司徒婉兒看看文景峰,再看看自己的兒子,她實在不放心兒子跟陌生人走,便只好妥協的對文景峰說:“如果文先生不介意的話,今天晚上就讓文西跟我和浩宇一起回家吧。”
“那真是太謝謝你了,婉兒,文西,快謝謝阿姨!”文景峰高興的連忙讓女兒跟司徒婉兒道謝。
“謝謝阿姨!”文西一聽說可以跟旦旦回家,小臉上一下子笑開了花。
“走吧,你們兩個小祖宗!”司徒婉兒拉起兩個小家伙的手,再跟文景峰道了再見,這才帶著他們坐進了車子里。
“媽咪,你是天底下最好的媽咪!”旦旦嘴甜的湊過來,伸出小手摟住媽咪的脖子使勁的親了親司徒婉兒的臉。
“你什么時候學得嘴這么甜了?”司徒婉兒笑著刮了刮兒子的小鼻子。
“阿姨,你是天底下最好的阿姨!”文西也學著旦旦的話對司徒婉兒說。
司徒婉兒被兩個小家伙給逗笑了,她抬手揉揉兩個小家伙的小腦袋:“你們倆個呀,是不是故意說好了的?”
“媽咪,你不許生氣哦!”旦旦揚著小臉眨著大眼睛看著自己的媽咪。
“阿姨,是我讓旦旦帶我回家的!”文西捏著自己的小裙子可憐兮兮的說。
司徒婉兒看著文西可憐的樣子,想起她是個沒有媽媽的孩子,心里忍不住一疼,她伸出手把文西從旦旦的身邊一把抱到了自己的大腿上,再輕握著她的小手微笑的說:“這么漂亮的小公主,阿姨怎么會生文西的氣呢。你告訴阿姨,這幾天為什么不好好吃飯呀?”
文西看著這個漂亮的阿姨心里好喜歡,她眨了眨大眼睛,嘟著小嘴巴回答:“文西想媽咪了,文西也想要一個阿姨這樣的媽咪……”
司徒婉兒聽著她的話,心里微微有些難受,她把文西摟在懷中輕輕的搖晃著:“只要文西乖乖聽爸爸的話,爸爸以后就會給文西找到一個很好的媽咪。”
“阿姨,是真的嗎?”文西眨眨大眼睛有些不相信。
司徒婉兒笑著點點頭:“是真的!”
晚上,司徒龍走進別墅時,看見兩個小家伙正在別墅里開心的跑來跑去,他有點納悶的走到司徒婉兒身邊坐下來。

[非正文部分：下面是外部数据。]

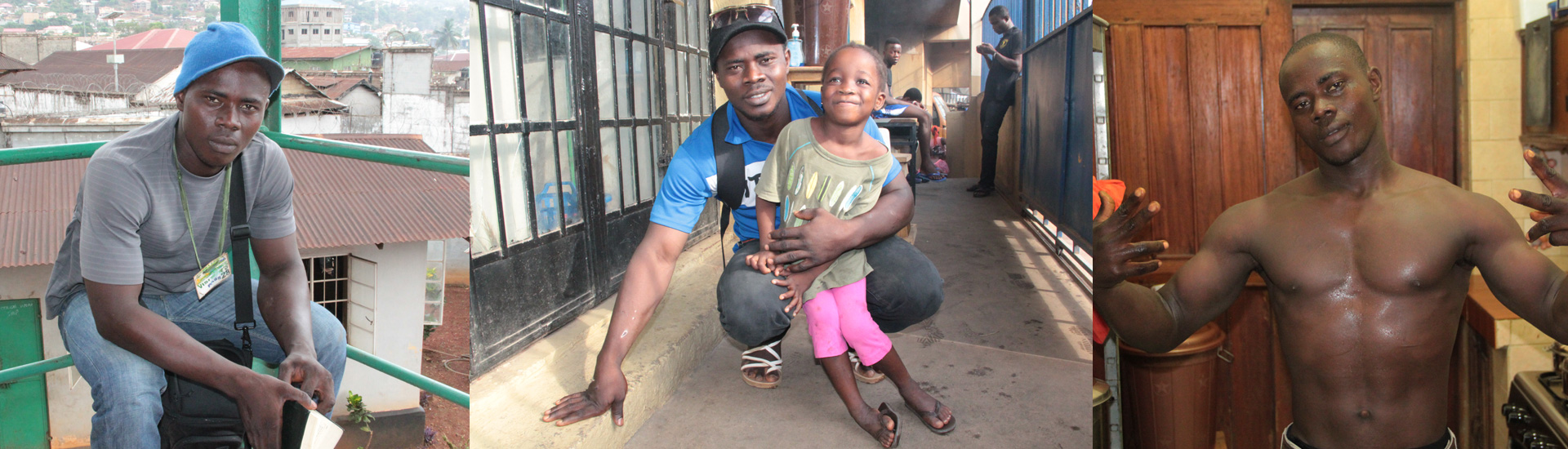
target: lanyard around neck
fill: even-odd
[[[191,254],[196,256],[196,268],[202,268],[201,250],[196,248],[196,228],[191,226],[191,209],[190,203],[185,199],[185,168],[180,166],[180,149],[174,146],[174,185],[180,188],[180,210],[185,210],[185,232],[191,235]],[[220,232],[227,235],[229,231],[229,168],[223,168],[223,221],[220,221]]]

“婉兒,你什么時候也開始拐賣兒童了?你這又是從哪里撿來一個小不點?”
司徒婉兒看他一眼,拿起茶幾上的叉子叉了一塊水果放在口中慢慢的嚼著:“你跟文景峰是好朋友嗎?”
“是呀,他怎么了?”司徒龍稍稍有些驚訝。
“還好朋友呢,你連他女兒都不認識?今天在幼兒園門口碰到他去接文西,可是旦旦非要帶文西回來,我實在是沒辦法,最后就敗給他了。”司徒婉兒無奈的聳了下肩膀。
“哈哈!原來是這樣!好!不錯!”司徒龍笑著說完,也叉了一塊水果放在嘴里。
“有那么開心嗎?對了,大哥,你是不是特別喜歡孩子?”司徒婉兒又開始看著司徒龍想給他做個思想工作。
“當然喜歡了,像旦旦這么可愛的孩子誰不喜歡呀?”司徒龍不置可否的回答。
“那你不覺得自己也該成個了家了嗎?你說你這么帥氣的人,我怎么就沒見哪個女人來追過你呢?真是奇怪了!”司徒婉兒實在是想不通的搖了搖頭。
“我還早呢,等以后再說吧。”司徒龍連忙擺手。
“還早呀?你都三十多歲了,該考慮一下自己的個人問題了!”司徒婉兒放下叉子很認真的看著他。
“在你沒有結婚之前,我是肯定不會結婚的。”司徒龍看著遠處的兩個小家伙干脆的說。
“為什么?”這次輪到司徒婉兒驚訝了。
“為了保護你的安全呀!”
“切!你快得了吧,又拿我當借口!那我要是一輩子不結婚,你也一輩子不結婚了?”司徒婉兒不相信的撇嘴。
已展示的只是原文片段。